A solid cylinder of mass M and radius R rolls without slipping down an inclined plane of length L and height h What is the speed of its centre of mass when the cylinder reaches its bottom?
A) \[\sqrt{\frac{4}{3}gh}\]
B) \[\sqrt{4gh}\]
C) \[\sqrt{2gh}\]
D) \[\sqrt{\frac{3}{4}gh}\]
Correct Answer:
A
Solution :
The situation is shown in the figure. Potential energy of cylinder at the top will be converted into rotational kinetic energy and translational kinetic energy.
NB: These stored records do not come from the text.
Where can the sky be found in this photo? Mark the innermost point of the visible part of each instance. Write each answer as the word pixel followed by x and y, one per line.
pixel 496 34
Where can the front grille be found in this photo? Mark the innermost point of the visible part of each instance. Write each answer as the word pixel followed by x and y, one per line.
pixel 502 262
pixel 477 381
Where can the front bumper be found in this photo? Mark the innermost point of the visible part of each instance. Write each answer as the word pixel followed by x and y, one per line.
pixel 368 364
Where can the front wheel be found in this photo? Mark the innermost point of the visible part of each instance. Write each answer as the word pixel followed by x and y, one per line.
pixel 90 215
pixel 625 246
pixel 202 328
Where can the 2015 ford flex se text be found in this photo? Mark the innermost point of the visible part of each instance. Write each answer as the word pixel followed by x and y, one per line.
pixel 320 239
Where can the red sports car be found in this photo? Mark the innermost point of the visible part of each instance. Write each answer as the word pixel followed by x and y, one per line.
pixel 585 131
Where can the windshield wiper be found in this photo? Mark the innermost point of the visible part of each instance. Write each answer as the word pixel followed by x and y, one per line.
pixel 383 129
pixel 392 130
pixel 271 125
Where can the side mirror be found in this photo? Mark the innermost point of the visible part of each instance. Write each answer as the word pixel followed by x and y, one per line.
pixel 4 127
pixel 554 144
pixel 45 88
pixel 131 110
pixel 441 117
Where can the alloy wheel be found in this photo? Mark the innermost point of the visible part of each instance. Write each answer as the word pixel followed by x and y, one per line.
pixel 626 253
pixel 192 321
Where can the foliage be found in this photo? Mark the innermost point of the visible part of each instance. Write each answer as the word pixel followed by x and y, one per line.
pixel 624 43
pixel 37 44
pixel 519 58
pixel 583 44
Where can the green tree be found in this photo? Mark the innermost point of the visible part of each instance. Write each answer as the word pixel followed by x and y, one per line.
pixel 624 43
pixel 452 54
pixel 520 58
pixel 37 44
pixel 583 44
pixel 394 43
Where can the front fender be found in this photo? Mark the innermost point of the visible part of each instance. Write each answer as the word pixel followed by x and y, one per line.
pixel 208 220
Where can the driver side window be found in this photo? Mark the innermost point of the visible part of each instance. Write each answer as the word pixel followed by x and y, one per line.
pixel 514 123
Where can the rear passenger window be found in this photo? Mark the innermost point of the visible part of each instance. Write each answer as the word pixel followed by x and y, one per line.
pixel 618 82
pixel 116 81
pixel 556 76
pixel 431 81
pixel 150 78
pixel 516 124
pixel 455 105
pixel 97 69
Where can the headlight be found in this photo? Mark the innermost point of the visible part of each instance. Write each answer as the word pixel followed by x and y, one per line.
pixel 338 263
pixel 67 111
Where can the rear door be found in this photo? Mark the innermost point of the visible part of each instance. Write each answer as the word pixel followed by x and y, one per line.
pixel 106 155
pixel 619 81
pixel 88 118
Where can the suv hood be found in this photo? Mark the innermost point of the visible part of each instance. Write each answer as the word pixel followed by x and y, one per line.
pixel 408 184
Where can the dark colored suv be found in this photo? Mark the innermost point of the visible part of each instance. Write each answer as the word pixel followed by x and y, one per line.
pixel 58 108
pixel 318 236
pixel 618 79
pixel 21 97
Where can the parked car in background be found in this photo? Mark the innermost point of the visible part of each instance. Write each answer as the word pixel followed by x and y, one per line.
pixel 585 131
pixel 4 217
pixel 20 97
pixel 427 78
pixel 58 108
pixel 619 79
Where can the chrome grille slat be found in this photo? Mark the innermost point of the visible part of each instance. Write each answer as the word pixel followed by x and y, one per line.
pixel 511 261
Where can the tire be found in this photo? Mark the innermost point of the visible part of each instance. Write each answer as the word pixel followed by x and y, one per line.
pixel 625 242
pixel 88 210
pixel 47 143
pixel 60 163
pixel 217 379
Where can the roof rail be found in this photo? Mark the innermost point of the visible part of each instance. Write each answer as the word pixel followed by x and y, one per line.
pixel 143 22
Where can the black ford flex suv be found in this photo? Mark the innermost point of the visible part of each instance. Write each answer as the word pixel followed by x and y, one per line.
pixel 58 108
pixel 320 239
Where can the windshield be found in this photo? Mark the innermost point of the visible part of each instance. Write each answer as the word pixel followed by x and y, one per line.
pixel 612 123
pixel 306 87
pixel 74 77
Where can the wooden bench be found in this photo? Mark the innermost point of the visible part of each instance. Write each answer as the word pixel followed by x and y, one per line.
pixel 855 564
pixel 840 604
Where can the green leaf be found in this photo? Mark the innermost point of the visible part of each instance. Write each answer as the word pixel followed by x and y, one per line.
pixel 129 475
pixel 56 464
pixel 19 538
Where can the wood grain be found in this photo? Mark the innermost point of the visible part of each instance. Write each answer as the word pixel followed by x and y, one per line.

So, energy conservation gives. \[Mgh=\frac{1}{2}M{{v}^{2}}+\frac{1}{2}I{{\omega }^{2}}\] \[=\frac{1}{2}M{{v}^{2}}+\frac{1}{2}\frac{M{{R}^{2}}}{2}\frac{{{v}^{2}}}{{{R}^{2}}}\left( \because \,\,{{I}_{cylinder}}=\frac{M{{R}^{2}}}{2} \right)\] So, \[Mgh=\frac{1}{2}M{{v}^{2}}+\frac{1}{4}\,M{{v}^{2}}\] \[orMgh=\frac{3}{4}M{{v}^{2}}\] \[or{{v}^{2}}=\frac{4}{3}gh\] \[orv=\sqrt{\frac{4}{3}gh}\] Note: In a collision of two bodies whether it is perfectly elastic or inelastic, linear momentum is always conserved but kinetic energy need not to be conserved.